Me giré hacia la chica, que parecía estar atando cabos. “Déjame adivinar: nunca te dejaba venir cuando yo estaba en casa, ¿verdad?”.

“No”, dijo con voz temblorosa. “Siempre decía que su compañero de piso estaba. Supuse que era un amigo muy pegajoso”.

Adrián suspiró. “Voy a matarlo. O hacer que friegue el horno. Las dos cosas, igual”.

La chica sonrió levemente. “No me lo creo. Me dijo que era arquitecto. Debí sospechar cuando lo escribió *arquitecto* con *k*”.

Me reí. “Empecemos de nuevo. Soy Sofía”.

Ella me estrechó la mano. “Lucía”.

Así que”, dijo Adrián, “¿qué hacemos ahora?”.

Lucía se enderezó. “Quiero venganza”.

Adrián sonrió. “Me cae bien”.

Quince minutos después, teníamos un plan.

Adrián le escribió a Javier:

“Oye, tío. Hoy hacemos lasaña. Pásate”.

Javier respondió al instante:

“Síííí.

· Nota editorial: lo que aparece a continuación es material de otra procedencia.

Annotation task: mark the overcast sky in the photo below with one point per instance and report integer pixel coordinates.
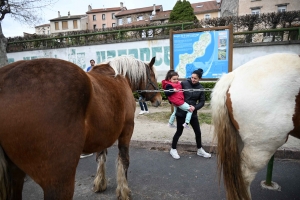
(13, 28)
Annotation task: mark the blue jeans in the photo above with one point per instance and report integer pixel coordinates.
(184, 107)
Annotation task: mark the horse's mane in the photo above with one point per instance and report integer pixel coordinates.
(135, 70)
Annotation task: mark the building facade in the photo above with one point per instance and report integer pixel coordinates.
(137, 16)
(103, 17)
(43, 29)
(68, 23)
(206, 10)
(246, 7)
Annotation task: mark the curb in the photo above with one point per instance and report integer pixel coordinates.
(191, 147)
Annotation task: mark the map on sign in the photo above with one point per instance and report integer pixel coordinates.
(206, 50)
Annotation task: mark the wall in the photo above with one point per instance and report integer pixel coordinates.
(145, 50)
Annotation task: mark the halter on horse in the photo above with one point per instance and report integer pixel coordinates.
(254, 110)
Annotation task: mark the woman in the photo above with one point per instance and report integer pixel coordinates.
(196, 101)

Llego en 20”.

Pusimos la mesa como si fuera una cena familiar. Lucía se retocó el pintalabios. Yo recalenté la lasaña comprada. Adrián abrió una botella de vino y sirvió tres copas.

En perfecta sincronía, Javier entró con una sonrisa de oreja a oreja.

“¡Huele genial! ¿Dónde está mi chica—”.

Entonces vio a Lucía.

“¡Eyyy, cariño! ¡Qué sorpresa!”.

Lucía cruzó los brazos. “Déjalo, Javier”.

Javier miró a Adrián. “¿Hermano?”.

Adrián se levantó. “Lo sabemos todo, *Adrián*”.

Javier se quedó petrificado.

Entonces Lucía, con una teatralidad digna de un Óscar, cogió su vaso de agua y se lo lanzó a la cara. El agua le chorreó por la frente hasta el suelo.

Javier parpadeó, empapado. “Vale… justo”.

“Pagas nuestro alquiler este mes”, dijo Adrián.

“¿¡Qué!?”, protestó Javier.

“Y devuelves todo lo que Lucía te haya dado”, añadí.

Javier puso mala cara. “¿Incluso los AirPods?”.

“Especialmente los AirPods”, espetó Lucía.

Javier salió arrastrando los pies.

Cuando se cerró la puerta, los tres reímos como locos.

Lucía se secó una lágrima. “Esto ha sido mejor que terapia”.

Adrián alzó su copa. “Por la lasaña y la justicia”.

Lucía chocó su copa con las nuestras. “Solo dime que no hay más hermanos”.

Sonreí. “Solo un gato que odia a todo el mundo por igual”.

Y así, querido diario, fue como volví a casa después de dos meses, pillé a mi cuñado mentiroso, hice una nueva amiga y, por fin, comí decentemente. La vida puede ser impredecible, pero a veces escribe historias de traca.